Several algorithms from Stable Baselines have been integrated along with some evolution strategies and SAC:

A2C: A synchronous, deterministic variant of Asynchronous Advantage Actor Critic (A3C).
ACER: Sample Efficient Actor-Critic with Experience Replay
ACKTR: Actor Critic using Kronecker-Factored Trust Region
ARS: Augmented Random Search (https://arxiv.org/abs/1803.07055)
CMA-ES: Covariance Matrix Adaptation Evolution Strategy
DDPG: Deep Deterministic Policy Gradients
DeepQ: DQN and variants (Double, Dueling, prioritized experience replay)
PPO1: Proximal Policy Optimization (MPI Implementation)
PPO2: Proximal Policy Optimization (GPU Implementation)
SAC: Soft Actor Critic
TRPO: Trust Region Policy Optimization (MPI Implementation)

Train an Agent with Discrete Actions¶

To train an agent (without visualization with visdom):

python -m rl_baselines.train --algo ppo2 --log-dir logs/ --no-vis

You can train an agent on the latest learned model (knowing it’s type) located at log_folder: srl_zoo/logs/DatasetName/ (defined for each environment in config/srl_models.yaml) :

python -m rl_baselines.train --algo ppo2 --log-dir logs/ --latest --srl-model srl_combination --env MobileRobotGymEnv-v0

Train an Agent with Continuous Actions¶

Continuous actions have been implemented for DDPG, PPO2, ARS, CMA-ES, SAC and random agent. To use continuous actions in the position space:

python -m rl_baselines.train --algo ppo2 --log-dir logs/ -c

To use continuous actions in the joint space:

python -m rl_baselines.train --algo ppo2 --log-dir logs/ -c -joints

Train an agent multiple times on multiple environments, using different methods¶

To run multiple enviroments with multiple SRL models for a given algorithm (you can use the same arguments as for training should you need to specify anything to the training script):

python  -m rl_baselines.pipeline --algo ppo2 --log-dir logs/ --env env1 env2 [...] --srl-model model1 model2 [...]

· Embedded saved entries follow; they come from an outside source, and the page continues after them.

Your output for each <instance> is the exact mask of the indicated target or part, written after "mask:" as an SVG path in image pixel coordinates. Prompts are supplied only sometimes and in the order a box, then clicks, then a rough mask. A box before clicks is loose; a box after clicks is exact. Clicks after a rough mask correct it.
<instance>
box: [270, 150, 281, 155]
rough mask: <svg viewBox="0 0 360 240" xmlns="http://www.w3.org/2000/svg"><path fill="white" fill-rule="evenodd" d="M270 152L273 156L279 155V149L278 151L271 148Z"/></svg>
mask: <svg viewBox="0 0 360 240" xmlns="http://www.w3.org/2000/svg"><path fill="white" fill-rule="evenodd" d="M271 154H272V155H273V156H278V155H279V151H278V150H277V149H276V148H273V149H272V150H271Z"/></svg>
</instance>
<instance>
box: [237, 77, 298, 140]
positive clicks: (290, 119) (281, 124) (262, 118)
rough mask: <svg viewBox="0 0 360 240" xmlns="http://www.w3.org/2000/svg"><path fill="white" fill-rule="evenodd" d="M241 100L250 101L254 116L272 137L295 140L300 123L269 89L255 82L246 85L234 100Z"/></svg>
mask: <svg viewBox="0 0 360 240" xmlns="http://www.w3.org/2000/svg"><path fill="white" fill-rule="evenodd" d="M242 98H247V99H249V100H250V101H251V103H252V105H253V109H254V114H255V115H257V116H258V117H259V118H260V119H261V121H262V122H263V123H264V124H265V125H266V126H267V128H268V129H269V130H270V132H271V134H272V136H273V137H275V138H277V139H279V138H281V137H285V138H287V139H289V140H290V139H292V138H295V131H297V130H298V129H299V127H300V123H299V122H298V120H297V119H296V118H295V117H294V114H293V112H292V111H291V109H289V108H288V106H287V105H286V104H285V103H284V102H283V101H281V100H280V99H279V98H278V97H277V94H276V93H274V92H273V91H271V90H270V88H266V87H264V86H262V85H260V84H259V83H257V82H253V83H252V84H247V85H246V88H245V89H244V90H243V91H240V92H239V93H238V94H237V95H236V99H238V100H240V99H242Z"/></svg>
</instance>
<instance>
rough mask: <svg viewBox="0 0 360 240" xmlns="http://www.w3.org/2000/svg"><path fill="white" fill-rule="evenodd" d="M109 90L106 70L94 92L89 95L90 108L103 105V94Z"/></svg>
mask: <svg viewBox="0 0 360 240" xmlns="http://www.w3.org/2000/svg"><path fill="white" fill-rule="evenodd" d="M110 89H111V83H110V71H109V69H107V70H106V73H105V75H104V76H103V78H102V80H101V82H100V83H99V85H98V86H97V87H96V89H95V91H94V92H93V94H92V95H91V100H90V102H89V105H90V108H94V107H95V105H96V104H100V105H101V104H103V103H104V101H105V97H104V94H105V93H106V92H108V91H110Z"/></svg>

For example, run a total of 30 experiments of ppo2 with 4 cpus and randomly initialized target position, in the default environment using VAE, and using ground truth (15 experiments each):

python  -m rl_baselines.pipeline --algo ppo2 --log-dir logs/ --srl-model vae ground_truth --random-target --num-cpu 4 --num-iteration 15

Load a Trained Agent¶

To load a trained agent and see the result:

python -m replay.enjoy_baselines --log-dir path/to/trained/agent/ --render

Add your own RL algorithm¶

Create a class that inherits rl_baselines.base_classes.BaseRLObject which implements your algorithm. You will need to define specifically:
- save(save_path, _locals=None): to save your model during or after training.
- load(load_path, args=None): to load and return a saved instance of your class (static function).
- customArguments(parser): @classmethod to define specifics command line arguments from train.py or pipeline.py calls, then returns the parser object.
- getAction(observation, dones=None): to get the action from a given observation.
- makeEnv(self, args, env_kwargs=None, load_path_normalise=None): override if you need to change the environment wrappers (static function).
- train(args, callback, env_kwargs=None, hyperparam=None): to create the environment, and train your algorithm on said environment.
- (OPTIONAL) getActionProba(observation, dones=None): to get the action probabilities from a given observation. This is used for the action probability plotting in replay.enjoy_baselines.
- (OPTIONAL) getOptParam(): @classmethod to return the hyperparameters that can be optimised through the callable argument. Along with the type and range of said parameters.
Add your class to the registered_rl dictionary in rl_baselines/registry.py, using this format NAME: (CLASS, ALGO_TYPE, [ACTION_TYPE]), where:
- NAME: is your algorithm’s name.
- CLASS: is your class that inherits BaseRLObject.
- ALGO_TYPE: is the type of algorithm, defined by the enumerator AlgoType in rl_baselines/__init__.py, can be REINFORCEMENT_LEARNING, EVOLUTION_STRATEGIES or OTHER (OTHER is used to define algorithms that can’t be run in enjoy_baselines.py (ex: Random_agent)).
- [ACTION_TYPE]: is the list of compatible type of actions, defined by the enumerator ActionType in rl_baselines/__init__.py, can be CONTINUOUS and/or DISCRETE.
Now you can call your algorithm using --algo NAME with train.py or pipeline.py.